İngiliz işgal kuvvetleri iyice zayıflamış olan hıdiv yönetimini güçlendirmek yerine hıdivi istekleri doğrultusunda hareket edecek sembolik bir güç olarak ayakta tutma yolunu seçtiler.Aynı dönemde İstanbul`daki İngiliz büyükelçisinin Mısır`la ilgili olarak hazırladığı raporda yönetimde köklü değişikliklerin gereğine işaret edilerek bunun ancak askeri işgal altında yürütülebileceği görüşüne yer veriliyordu.1883`te tam yetkili temsilci ve başkonsolos olarak Mısır`a gönderilen Sir Evelyn Baring benzer görüşleri savunarak İngiliz hükümetini ``Örtülü Protektora`` politikasını benimsemeye ikna etti.
İngilizler, müdahaleye uluslararası bir meşruluk kazandırmak amacıyla, Mısır`ın mali durumunu düzelterek bütçe fazlasıyla özellikle Fransa`ya olan borçlarını düzenli olarak ödemeye başlamasını ve Süveyş Kanalını hem barış, hem de savaş döneminde açık tutma sözü vererek uluslararası muhalefetin önemini yitirmesini sağladılar.Bu arada İngilizler, danışman sıfatı taşıyan yöneticilerini kilit noktalara yerleştirerek Mısır hükümeti üzerinde dolaylı ama son derece etkili bir denetim sistemi kurdular.

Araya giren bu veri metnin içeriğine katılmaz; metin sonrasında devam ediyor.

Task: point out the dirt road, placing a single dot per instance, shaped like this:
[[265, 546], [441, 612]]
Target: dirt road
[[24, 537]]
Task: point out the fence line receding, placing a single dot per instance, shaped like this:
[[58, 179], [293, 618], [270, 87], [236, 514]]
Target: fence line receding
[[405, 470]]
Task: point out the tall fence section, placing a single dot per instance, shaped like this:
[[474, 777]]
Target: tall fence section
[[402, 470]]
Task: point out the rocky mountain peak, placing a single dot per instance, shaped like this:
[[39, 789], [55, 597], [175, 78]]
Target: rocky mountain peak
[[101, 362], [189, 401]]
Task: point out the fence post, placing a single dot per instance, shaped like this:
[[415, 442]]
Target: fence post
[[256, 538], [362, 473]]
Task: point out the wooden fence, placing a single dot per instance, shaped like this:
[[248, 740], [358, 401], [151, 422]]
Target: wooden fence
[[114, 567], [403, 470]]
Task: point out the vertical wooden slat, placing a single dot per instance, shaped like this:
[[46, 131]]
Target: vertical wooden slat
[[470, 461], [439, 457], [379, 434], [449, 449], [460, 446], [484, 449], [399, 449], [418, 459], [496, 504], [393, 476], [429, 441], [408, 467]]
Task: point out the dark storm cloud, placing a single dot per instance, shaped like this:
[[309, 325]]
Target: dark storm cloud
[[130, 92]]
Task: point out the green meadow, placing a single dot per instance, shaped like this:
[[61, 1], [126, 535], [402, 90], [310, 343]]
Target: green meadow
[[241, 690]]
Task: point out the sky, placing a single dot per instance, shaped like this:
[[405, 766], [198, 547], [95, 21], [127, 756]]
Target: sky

Babasının ölümünden sonra genç yaşta hıdiv olan Abbas Hilmi Paşa ``Örtülü Protektora`` yönetimine tepki göstererek 1893`te kukla başbakan Mustafa Fehmi`yi başbakanlıktan uzaklaştırdı.İngilizler tepki olarak Hıdiv Abbas Hilmi Paşa`nın yetkilerini kısıtladılar.1890ların sonlarında ortaya çıkan milliyetçi akımlar, özellikle yayın ve propaganda çalışmaları temelinde örgütlenmeye çalıştı.Abbas Hilmi Paşa`dan da destek alan hareket, Sudan`ın yeniden Mısır`a bağlanması için yürütülen kampanyalar sırasında (1896-98) geniş bir kitle desteği buldu.Daha sonra kağıt üzerindeki İngiliz-Mısır ortak yönetimine karşın Sudan`ın bir İngiliz sömürgesine dönüştürülmesi, milliyetçi tepkilerin derinleşmesinde önemli rol oynadı.
Zamanla kalıcı bir nitelik kazanan İngiliz işgaline karşı duyulan tepki son derece yoğunlaştı.Haziran 1906`da bir İngiliz subayını öldüren Denşavay köylülerinin acımasızca cezalandırılmasıyla başlayan karışıklıklar, büyük bir boyut kazanarak Sir Evelyn Baring`in görevinden ayrılmasına yol açtı.Yeni yüksek temsilci Sir Eldon Gorst İngiliz denetimini gevşetmeye ve Mısır kurumlarının daha etkili bir konum kazanmasını sağlamaya çalıştı.
I. Dünya Savaşı`nda Osmanlılara savaş açtıktan hemen sonra resmen protektora yönetimini ilan eden İngilizler Abbas Hilmi Paşa`yı hıdivlikten uzaklaştırarak amcası Hüseyin Kamil`i sultan unvanıyla başa geçirdiler.Savaş`tan hemen sonra Saad Zaglul Paşa başkanlığındaki üç Mısırlı siyasetçi, İngiliz hükümetine bağımsızlık konusunun görüşülmesini önerdiler.İngiliz hükümetinin öneriyi reddetmesi ve Saad Zaglul`un tutuklanması ülke çapında kitle gösterilerine yol açtı.Mısır`a gönderilen Lord Edmund Allenby, milliyetçilere ödün vererek bir uzlaşma politikası izledi.Saad Zaglul serbest bırakıldı ve ülke düzeyinde bir örgüte dönüşmüş olan Vafd, Mısır`ın en etkili siyasi gücü haline geldi.Lord Allenby , İngiliz çıkarlarını koruyacak bir antlaşmayı sonraya bırakarak tek yanlı bağımsızlık ilan edilmesini (Şubat 1922) sağladı.Böylece Mısır sorunlarla dolu olarak bağımsızlığını kazanırken, Ahmed Fuad da I. Fuad adıyla kral unvanı aldı.